Chi non si sente pronto a forti emozioni e di esporsi al rischio di forti perdite in conto capitale dovrebbe -continuano i sacri testi- rivolgersi al mercato obbligazionario, puntando su ritorni molto più limitati ma più sicuri. Peccato che, con i tassi in salita, con la curva dei rendimenti che esprime i medesimi ritorni tanto per il brevissimo quanto per il lunghissimo termine e con i rendimenti reali apparentemente negativi che i mercati esprimono, nemmeno i titoli del reddito fisso sembrano promettere bene.

Dunque non è per niente facile orientarsi eppure, con un equilibrio sempre più precario, chi investe qualche scelta la deve fare, perché ancora una volta non è così sicuro che tenere denaro liquido sui conti correnti bancari sia una buona idea.

IL POSSIBILE “RALLY” ESTIVO

Anzi: secondo numerosi autorevoli commentatori e “strategist” delle principali case di investimento (coloro che indicano la linea da seguire agli operatori di portafoglio), c’è ancora spazio per i i principali mercati finanziari per riprendere a correre durante l’estate, sebbene tale corsa si sviluppi sempre più sul filo del rasoio.

Questo perché di denaro in circolazione ce n’è ancora parecchio e alcune banche centrali come quelle Europea, della Cina e del Giappone, stanno ancora immettendone altro, i buy-back continuano imperterriti (mossi dalle casse piene delle aziende) e il boom di petrolio e gas torna a far brillare l’intero settore delle energie da fonti rinnovabili e, soprattutto, perché la digitalizzazione dell’economia globale continua inesorabilmente a generare efficienza sui costi e, in definitiva, tanto valore, il quale mano mano si trasforma (anche) in valore azionario.


UN EQUILIBRIO ALTAMENTE INSTABILE

Il mondo va avanti, insomma, le tigri asiatiche ruggiscono e l’Occidente continua a trarne ampio beneficio, sebbene sia chiaro che l’equilibrio dei mercati finanziari sia sempre più a rischio, che la loro volatilità possa continuare a salire e che un loro significativo ridimensionamento sia sempre più prossimo.
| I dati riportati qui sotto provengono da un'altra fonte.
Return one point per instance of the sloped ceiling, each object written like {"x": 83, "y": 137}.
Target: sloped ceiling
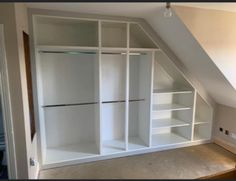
{"x": 173, "y": 32}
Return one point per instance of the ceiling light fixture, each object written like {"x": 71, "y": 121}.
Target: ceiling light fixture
{"x": 167, "y": 12}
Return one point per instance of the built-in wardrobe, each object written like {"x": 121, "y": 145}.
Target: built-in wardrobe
{"x": 105, "y": 89}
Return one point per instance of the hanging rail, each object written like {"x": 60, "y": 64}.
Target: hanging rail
{"x": 75, "y": 104}
{"x": 88, "y": 103}
{"x": 88, "y": 53}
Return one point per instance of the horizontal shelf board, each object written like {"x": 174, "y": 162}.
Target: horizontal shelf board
{"x": 144, "y": 49}
{"x": 198, "y": 121}
{"x": 171, "y": 91}
{"x": 163, "y": 123}
{"x": 113, "y": 146}
{"x": 64, "y": 48}
{"x": 136, "y": 143}
{"x": 116, "y": 49}
{"x": 70, "y": 152}
{"x": 169, "y": 107}
{"x": 74, "y": 104}
{"x": 197, "y": 137}
{"x": 167, "y": 139}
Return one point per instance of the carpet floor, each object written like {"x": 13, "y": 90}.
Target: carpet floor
{"x": 182, "y": 163}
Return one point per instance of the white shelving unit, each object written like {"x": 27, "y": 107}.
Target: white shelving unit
{"x": 172, "y": 104}
{"x": 203, "y": 120}
{"x": 106, "y": 89}
{"x": 140, "y": 65}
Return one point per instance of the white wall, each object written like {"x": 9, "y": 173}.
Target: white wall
{"x": 215, "y": 31}
{"x": 22, "y": 25}
{"x": 225, "y": 118}
{"x": 13, "y": 17}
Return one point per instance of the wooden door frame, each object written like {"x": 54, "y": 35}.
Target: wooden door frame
{"x": 6, "y": 109}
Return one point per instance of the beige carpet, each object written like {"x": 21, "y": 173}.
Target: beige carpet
{"x": 183, "y": 163}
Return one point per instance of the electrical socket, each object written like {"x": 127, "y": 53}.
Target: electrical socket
{"x": 226, "y": 132}
{"x": 233, "y": 135}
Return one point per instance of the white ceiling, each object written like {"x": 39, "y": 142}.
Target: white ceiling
{"x": 125, "y": 9}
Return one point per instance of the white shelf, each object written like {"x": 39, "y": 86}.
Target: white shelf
{"x": 171, "y": 91}
{"x": 144, "y": 49}
{"x": 70, "y": 152}
{"x": 113, "y": 146}
{"x": 167, "y": 139}
{"x": 198, "y": 137}
{"x": 163, "y": 123}
{"x": 64, "y": 48}
{"x": 169, "y": 107}
{"x": 198, "y": 121}
{"x": 136, "y": 143}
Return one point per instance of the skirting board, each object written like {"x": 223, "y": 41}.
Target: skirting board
{"x": 123, "y": 154}
{"x": 228, "y": 146}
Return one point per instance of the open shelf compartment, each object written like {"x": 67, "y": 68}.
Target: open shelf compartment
{"x": 203, "y": 120}
{"x": 114, "y": 34}
{"x": 113, "y": 83}
{"x": 171, "y": 136}
{"x": 66, "y": 32}
{"x": 139, "y": 90}
{"x": 139, "y": 38}
{"x": 69, "y": 110}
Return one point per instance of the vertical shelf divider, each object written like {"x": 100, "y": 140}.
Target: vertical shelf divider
{"x": 127, "y": 92}
{"x": 100, "y": 83}
{"x": 193, "y": 115}
{"x": 151, "y": 97}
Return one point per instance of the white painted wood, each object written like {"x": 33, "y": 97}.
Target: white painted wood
{"x": 113, "y": 77}
{"x": 5, "y": 101}
{"x": 162, "y": 123}
{"x": 169, "y": 107}
{"x": 97, "y": 98}
{"x": 116, "y": 73}
{"x": 138, "y": 37}
{"x": 113, "y": 146}
{"x": 139, "y": 89}
{"x": 65, "y": 48}
{"x": 136, "y": 143}
{"x": 70, "y": 152}
{"x": 203, "y": 119}
{"x": 100, "y": 85}
{"x": 167, "y": 139}
{"x": 127, "y": 153}
{"x": 57, "y": 31}
{"x": 171, "y": 91}
{"x": 70, "y": 125}
{"x": 127, "y": 88}
{"x": 68, "y": 78}
{"x": 114, "y": 34}
{"x": 150, "y": 97}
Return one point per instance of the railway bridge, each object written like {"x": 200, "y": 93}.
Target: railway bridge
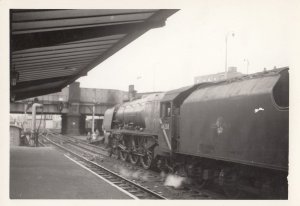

Dal momento che sui mercati non si può continuare a far finta di niente si può cercare di trarre vantaggio dalla situazione cavalcando con gli strumenti derivati la possibilità di guadagnare dalla volatilità crescente, dalla sempre maggiore fragilità dei mercati e dall’ondata ribassista che prima o poi si svilupperà.

COSA FARE ALLORA?

Nel frattempo l’economia reale continua la sua corsa e dunque saranno soprattutto i titoli azionari di aziende pro-cicliche quelli che potranno beneficiarne di più, soprattutto se le loro quotazioni hanno di recente subíto un ridimensionamento. Così come sono ancora una volta i titoli delle imprese che sviluppano nuove tecnologie (come l’intelligenza artificiale, la robotica e i servizi di internet) quelli che potrebbero portare a casa nel breve termine i migliori risultati, sebbene si debba tenere presente che nel lungo termine solo alcune di quelle imprese resteranno vive.

Ci sono fondi di investimento che selezionano solo comparti industriali come questi: inutile dire che le loro quotazioni sono già cresciute moltissimo. Ma con l’ondata di ulteriori fusioni e acquisizioni (siamo giunti ai massimi storici) che si apprestano a “ridefinire” i singoli comparti industriali, il “fai da te” resta ampiamente sconsigliato.

Sui mercati obbligazionari invece è tutta da vedere se i tassi d’interesse continueranno a salire, in assenza (o quasi) di inflazione endemica (cioè non originata da fattori esterni come guerre o shock petroliferi). È persino possibile il contrario, almeno per i tassi a lungo termine, sebbene questo valga molto più per i titoli americani che per quelli europei, la cui divisa di conto potrebbe scivolare ulteriormente a seguito delle tensioni interne.

E’ facile perciò prevedere il contrario per il Dollaro, ma anche per il Franco Svizzero e la Sterlina Inglese, considerati paradisi più sicuri in caso di intemperie, anche se -ricordiamocelo- purtroppo di certezze sui mercati ce ne sono sempre meno!